# Labeling Zalando pics - 2nd round

## Miguel Ángel Canela, IESE Business School

******

### Introduction

This example continues with the development of neural network classifiers for the Zalando images. In the data set, every row stands for an image.  

### Importing the data

The data come in seven parts, which I import one by one and put them together with the Pandas function `concat`.

In [1]:
import pandas as pd
# folder = 'https://raw.githubusercontent.com/mcanela-iese/ML_Course/master/Data/'
folder = ''
df1 = pd.read_csv(folder + 'zalando1.csv')
df2 = pd.read_csv(folder + 'zalando2.csv')
df3 = pd.read_csv(folder + 'zalando3.csv')
df4 = pd.read_csv(folder + 'zalando4.csv')
df5 = pd.read_csv(folder + 'zalando5.csv')
df6 = pd.read_csv(folder + 'zalando6.csv')
df7 = pd.read_csv(folder + 'zalando7.csv')
df = pd.concat([df1, df2, df3, df4, df5, df6, df7], axis=0)

Next, I split the data set into a **features matrix** and a **target vector**, normalizing the features in the usual way.

In [2]:
import numpy as np
X = df.iloc[:, 1:].values
X = X/255
y = df.iloc[:, 0].values

I split the data with `train_test_split`, keeping 10,000 images for testing.  

In [3]:
from sklearn import model_selection
X_train, X_test, y_train, y_test = \
    model_selection.train_test_split(X, y, test_size=1/7)

### Our former model in Keras

The specification of neural network architectures in deep learning implementations is necessarily more complex than in libraries which are limited to MLP networks, due to the extra possibilities offered.

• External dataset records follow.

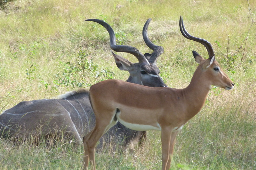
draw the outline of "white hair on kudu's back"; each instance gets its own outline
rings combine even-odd
[[[79,89],[77,90],[73,90],[67,92],[65,94],[61,95],[59,96],[57,98],[58,99],[64,99],[68,97],[69,97],[72,96],[75,96],[77,94],[83,93],[88,93],[89,90],[85,89],[82,88]]]

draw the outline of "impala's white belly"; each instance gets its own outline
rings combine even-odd
[[[157,122],[159,110],[143,109],[129,107],[120,104],[120,111],[116,116],[120,123],[127,128],[136,131],[161,131]]]
[[[124,125],[125,127],[128,127],[129,129],[131,129],[132,130],[135,131],[150,131],[151,130],[156,130],[156,131],[161,131],[161,127],[159,125],[159,124],[157,123],[158,125],[158,127],[156,127],[154,126],[148,125],[147,124],[132,124],[126,122],[124,121],[121,119],[118,119],[117,120],[120,122],[120,123]]]

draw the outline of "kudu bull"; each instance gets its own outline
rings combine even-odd
[[[166,87],[156,63],[163,48],[152,43],[147,34],[151,20],[149,19],[145,23],[142,35],[146,44],[154,51],[152,54],[144,55],[134,47],[116,45],[114,31],[106,22],[96,19],[86,21],[96,22],[107,30],[112,49],[130,53],[138,59],[138,63],[132,63],[112,53],[119,69],[129,72],[127,82],[152,87]],[[76,143],[81,143],[81,137],[91,130],[95,123],[88,91],[81,89],[68,92],[58,99],[22,102],[4,111],[0,115],[0,135],[23,139],[33,136],[34,140],[38,141],[62,135],[67,140],[73,139]],[[141,144],[145,137],[146,131],[131,130],[118,123],[101,138],[98,148],[101,148],[104,143],[110,142],[114,147],[117,144],[124,146],[134,142]]]

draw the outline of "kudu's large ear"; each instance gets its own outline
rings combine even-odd
[[[116,66],[121,70],[129,71],[129,68],[133,64],[127,60],[120,55],[116,54],[112,51],[112,55],[115,59]]]
[[[204,60],[204,58],[195,51],[192,51],[192,53],[193,53],[194,58],[196,59],[196,61],[197,63],[200,63],[202,60]]]

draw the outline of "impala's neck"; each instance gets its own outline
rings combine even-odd
[[[196,115],[204,104],[211,84],[209,78],[198,67],[188,86],[182,90],[187,101],[187,117],[190,119]]]

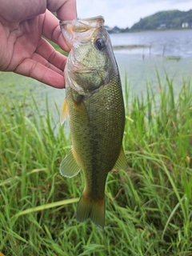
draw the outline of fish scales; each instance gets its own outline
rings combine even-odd
[[[60,172],[73,177],[82,170],[85,189],[77,220],[90,218],[103,228],[107,174],[114,167],[125,168],[126,160],[122,146],[125,108],[121,80],[109,35],[98,20],[101,17],[64,22],[64,28],[61,24],[72,44],[65,69],[66,100],[62,107],[67,106],[72,149],[62,162]],[[83,32],[77,34],[78,29]]]

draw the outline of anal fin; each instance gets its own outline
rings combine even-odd
[[[71,149],[62,161],[59,172],[64,177],[71,178],[77,175],[79,171],[80,168],[74,158],[73,150]]]
[[[60,123],[61,125],[62,125],[66,118],[67,118],[67,115],[68,115],[68,105],[67,105],[67,102],[66,99],[65,98],[63,103],[62,103],[62,106],[61,109],[61,113],[60,113]]]

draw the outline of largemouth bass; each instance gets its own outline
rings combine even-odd
[[[102,16],[60,22],[70,46],[64,75],[66,100],[61,122],[69,116],[72,147],[61,162],[60,173],[83,172],[85,189],[77,221],[90,218],[103,228],[105,186],[109,171],[125,169],[122,150],[125,108],[118,66]]]

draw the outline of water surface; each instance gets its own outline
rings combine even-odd
[[[165,72],[170,78],[174,78],[175,94],[180,90],[183,79],[191,79],[192,30],[115,34],[110,34],[110,37],[114,46],[141,46],[132,50],[114,50],[122,86],[126,75],[133,94],[145,94],[146,82],[158,92],[156,70],[162,84],[166,79]],[[150,48],[143,48],[142,45],[150,46]],[[180,58],[169,58],[169,56]],[[8,102],[10,99],[22,102],[26,94],[26,101],[30,102],[32,94],[44,113],[46,95],[51,112],[54,111],[54,102],[60,108],[65,97],[65,90],[52,88],[36,80],[5,72],[0,72],[0,101],[3,97]]]

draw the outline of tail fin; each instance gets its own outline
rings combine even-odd
[[[87,198],[82,194],[77,209],[77,221],[83,222],[90,218],[93,222],[103,229],[106,213],[105,201],[105,197],[102,200],[95,201]]]

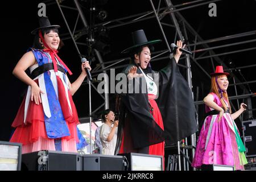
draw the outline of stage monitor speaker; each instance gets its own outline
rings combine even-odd
[[[201,166],[202,171],[234,171],[232,166],[219,164],[203,164]]]
[[[0,141],[0,171],[20,171],[22,144]]]
[[[163,156],[138,153],[120,154],[128,161],[129,171],[163,171]]]
[[[86,154],[82,158],[84,171],[123,171],[122,156]]]
[[[22,155],[22,170],[82,171],[82,159],[78,153],[41,150]]]

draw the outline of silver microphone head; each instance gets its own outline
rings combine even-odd
[[[175,47],[176,47],[176,45],[175,45],[175,43],[172,43],[172,44],[171,44],[171,48],[175,48]]]
[[[81,62],[84,63],[87,61],[85,57],[82,57],[82,59],[81,59]]]

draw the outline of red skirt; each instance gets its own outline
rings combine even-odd
[[[38,80],[35,81],[38,85]],[[76,142],[79,142],[77,125],[80,123],[77,112],[72,96],[68,91],[72,109],[72,113],[71,112],[65,93],[65,88],[58,76],[57,81],[59,101],[70,133],[69,136],[61,138],[62,149],[65,151],[76,152]],[[22,143],[22,153],[42,150],[55,150],[54,139],[48,138],[46,133],[42,104],[37,105],[30,99],[25,125],[24,123],[25,102],[26,97],[24,98],[11,125],[12,127],[16,127],[16,129],[10,142]]]

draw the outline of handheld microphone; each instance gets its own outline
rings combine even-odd
[[[176,46],[175,43],[172,43],[172,44],[171,44],[171,47],[172,48],[175,48],[175,49],[179,48],[179,47],[177,47],[177,46]],[[187,50],[187,49],[184,49],[184,48],[180,48],[180,51],[181,51],[181,52],[185,52],[186,53],[188,53],[188,54],[189,54],[189,55],[192,55],[192,52],[190,52],[189,51],[188,51],[188,50]]]
[[[81,60],[81,63],[85,62],[86,61],[87,61],[87,60],[86,60],[86,59],[85,57],[82,57],[82,59]],[[92,81],[92,76],[90,75],[90,71],[89,70],[89,68],[85,68],[85,71],[86,72],[86,74],[87,74],[87,77],[89,78],[89,80]]]

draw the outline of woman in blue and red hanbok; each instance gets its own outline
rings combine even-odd
[[[230,114],[226,90],[227,76],[222,66],[217,66],[212,76],[211,92],[204,99],[207,117],[201,129],[192,166],[203,164],[232,166],[235,170],[244,169],[247,164],[245,147],[234,119],[246,110],[242,103],[240,109]]]
[[[80,133],[77,113],[72,96],[86,76],[82,73],[71,84],[66,72],[71,72],[57,56],[61,40],[57,25],[47,17],[39,18],[40,27],[30,48],[15,66],[13,74],[28,85],[26,97],[12,127],[16,129],[10,142],[22,143],[22,153],[42,150],[77,152],[87,143]],[[25,71],[29,68],[31,77]]]

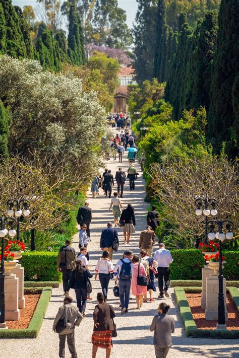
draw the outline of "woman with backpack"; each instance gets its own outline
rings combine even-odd
[[[144,266],[140,263],[139,256],[135,255],[132,258],[132,263],[134,265],[134,272],[132,278],[131,288],[132,295],[136,296],[137,310],[140,310],[143,303],[143,297],[147,295],[147,286],[140,286],[137,284],[137,277],[140,276],[147,276],[146,271]]]
[[[158,220],[158,212],[156,211],[156,206],[154,205],[152,206],[152,210],[150,210],[148,212],[147,223],[148,225],[151,227],[155,232],[156,228],[159,225],[159,221]]]
[[[66,296],[69,296],[70,289],[74,289],[76,293],[76,302],[79,310],[82,313],[83,317],[86,317],[85,311],[86,307],[87,298],[87,281],[93,275],[89,271],[82,267],[81,260],[78,260],[76,268],[72,271],[70,282],[67,288]]]
[[[109,206],[109,211],[112,207],[113,207],[113,221],[114,223],[114,226],[119,226],[118,224],[118,221],[119,218],[121,217],[121,209],[124,209],[124,206],[121,202],[121,200],[118,198],[118,194],[116,192],[113,193],[114,197],[111,199],[111,202]]]
[[[122,211],[119,222],[124,223],[123,233],[125,241],[126,243],[126,234],[127,235],[127,244],[130,243],[130,238],[131,234],[135,233],[136,225],[135,209],[132,204],[128,204],[126,209]]]
[[[109,259],[109,253],[106,250],[103,251],[102,257],[99,258],[95,268],[95,279],[99,279],[101,286],[102,292],[104,296],[104,302],[107,302],[108,286],[110,279],[110,274],[113,273],[113,265]]]

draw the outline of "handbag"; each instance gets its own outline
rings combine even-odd
[[[115,338],[115,337],[117,337],[118,334],[117,333],[117,331],[116,330],[116,324],[114,322],[113,318],[112,318],[112,322],[113,323],[113,331],[112,332],[111,337]]]
[[[56,326],[55,327],[55,332],[56,333],[61,333],[67,327],[67,317],[66,314],[66,310],[65,310],[65,307],[64,309],[64,312],[65,316],[64,318],[62,319],[59,319],[56,323]]]
[[[119,289],[115,282],[114,287],[113,287],[113,293],[115,297],[119,297]]]
[[[149,279],[147,276],[140,276],[139,268],[140,263],[138,266],[138,276],[137,276],[137,284],[138,286],[147,286],[149,284]]]

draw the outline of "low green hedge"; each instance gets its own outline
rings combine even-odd
[[[170,250],[173,262],[170,265],[170,277],[172,280],[200,280],[201,269],[205,260],[199,250]],[[223,275],[227,280],[236,280],[239,277],[239,251],[223,251],[226,263]]]
[[[170,281],[171,287],[188,287],[193,286],[193,287],[201,287],[202,286],[202,281],[201,280],[171,280]],[[226,287],[239,288],[239,281],[227,281]]]
[[[187,289],[189,288],[193,289],[194,288],[187,288]],[[232,288],[230,288],[228,290],[230,290],[231,291]],[[237,290],[236,288],[234,288]],[[197,288],[196,289],[196,290],[199,290]],[[174,291],[176,301],[179,307],[180,315],[184,323],[185,332],[187,336],[191,336],[195,338],[239,338],[239,330],[238,330],[235,329],[229,331],[226,329],[217,330],[199,329],[197,328],[184,288],[183,287],[175,287],[174,289]],[[193,292],[193,291],[191,291],[191,293]],[[233,293],[232,292],[232,293],[233,294]],[[232,299],[233,299],[233,298]]]
[[[21,259],[24,267],[26,281],[62,280],[62,274],[56,271],[58,252],[26,251]]]
[[[26,287],[59,287],[59,281],[24,281],[24,289]]]
[[[28,328],[26,329],[1,329],[0,330],[0,338],[36,338],[47,309],[51,296],[51,287],[42,288],[41,297]]]

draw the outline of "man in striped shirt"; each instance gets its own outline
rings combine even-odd
[[[163,298],[164,295],[166,297],[169,297],[167,292],[170,284],[169,264],[172,262],[173,259],[168,250],[166,250],[164,244],[159,244],[159,249],[154,253],[153,259],[158,263],[158,279],[159,289],[158,297]],[[165,281],[165,285],[163,289],[163,280]]]

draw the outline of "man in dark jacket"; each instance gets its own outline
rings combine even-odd
[[[68,284],[71,279],[72,271],[76,268],[76,252],[71,246],[71,241],[66,240],[66,245],[62,246],[58,254],[57,267],[57,271],[62,272],[62,281],[64,294],[67,290]]]
[[[111,171],[110,170],[110,169],[109,169],[109,170],[108,170],[108,172],[106,173],[106,174],[104,176],[104,191],[105,192],[105,196],[107,196],[108,192],[109,198],[111,197],[112,192],[112,186],[113,186],[113,176],[111,174]]]
[[[114,241],[118,245],[118,232],[112,227],[112,223],[108,223],[107,229],[104,229],[100,237],[100,247],[102,251],[107,250],[109,252],[109,258],[112,260],[113,249],[112,248]]]
[[[119,188],[121,189],[121,198],[123,197],[124,185],[126,179],[126,172],[122,170],[122,168],[119,168],[115,173],[115,180],[117,183],[117,191],[119,195]]]
[[[84,206],[79,208],[77,217],[77,223],[81,226],[83,224],[86,225],[86,233],[87,236],[90,238],[90,224],[92,220],[92,210],[89,207],[89,203],[86,201]]]

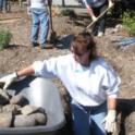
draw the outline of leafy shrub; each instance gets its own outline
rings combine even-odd
[[[0,29],[0,50],[9,46],[12,34],[9,30]]]
[[[124,12],[122,15],[122,23],[130,35],[135,36],[135,11]]]

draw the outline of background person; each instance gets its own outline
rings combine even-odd
[[[32,15],[32,32],[30,41],[32,46],[38,46],[38,36],[40,30],[40,47],[41,49],[52,48],[47,46],[47,36],[49,32],[49,15],[47,10],[47,3],[51,4],[51,0],[27,0],[27,12]]]
[[[0,0],[0,13],[7,13],[8,11],[8,0]]]
[[[107,135],[107,132],[114,132],[120,77],[103,58],[97,56],[96,42],[88,33],[74,37],[71,52],[36,61],[26,69],[0,78],[0,82],[5,83],[7,89],[22,76],[58,77],[72,99],[75,135]]]
[[[83,0],[87,12],[93,21],[97,21],[97,16],[102,13],[108,7],[112,7],[112,0]],[[101,37],[106,29],[106,14],[96,22],[93,28],[93,35]]]

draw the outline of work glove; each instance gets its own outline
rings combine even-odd
[[[113,133],[116,131],[116,111],[115,110],[109,110],[107,116],[103,119],[102,123],[105,123],[105,130],[108,133]]]
[[[113,2],[112,2],[112,0],[109,0],[109,8],[112,8],[113,7]]]
[[[96,22],[97,17],[96,16],[91,16],[91,20],[93,20],[93,22]]]
[[[17,74],[12,73],[10,75],[3,76],[2,78],[0,78],[0,83],[3,83],[3,89],[7,89],[13,82],[17,81]]]
[[[27,7],[27,14],[28,14],[28,15],[32,14],[32,12],[30,12],[30,8],[29,8],[29,7]]]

So long, Keras seems to offer the simplest approach. 

In my first example, I come back to the MLP architecture which I already tried in scikit-learn, consisting in a single hidden layer with 32 nodes. I import the three modules that I actualyy need, `utils`, `models` and `layers`: 

In [4]:
from keras import utils, models, layers

Using TensorFlow backend.


To specify a classifier in Keras, the target vector has to be transformed To specify a classifier in Keras, the target vector has to be transformed into a matrix in which each column is a dummy associated to one of the target values. This can be done in many ways, using Pandas or scikit-learn. In Keras itself, it is done with the function `to_categorical`, from `utils`.

In [5]:
y_train = utils.to_categorical(y_train, dtype=int)
y_test = utils.to_categorical(y_test, dtype=int)

I use the class `Sequential` of the module `models` to specify the network architecture. I start initializing the class, with the default specification.

In [6]:
tfclf1 = models.Sequential()

In an ordinary MLP architecture, the layers added are specified with the class `layers`. In this first model, the hidden layer and the output layer are **dense**, that is, every node is connected to all nodes of the preceding layer. 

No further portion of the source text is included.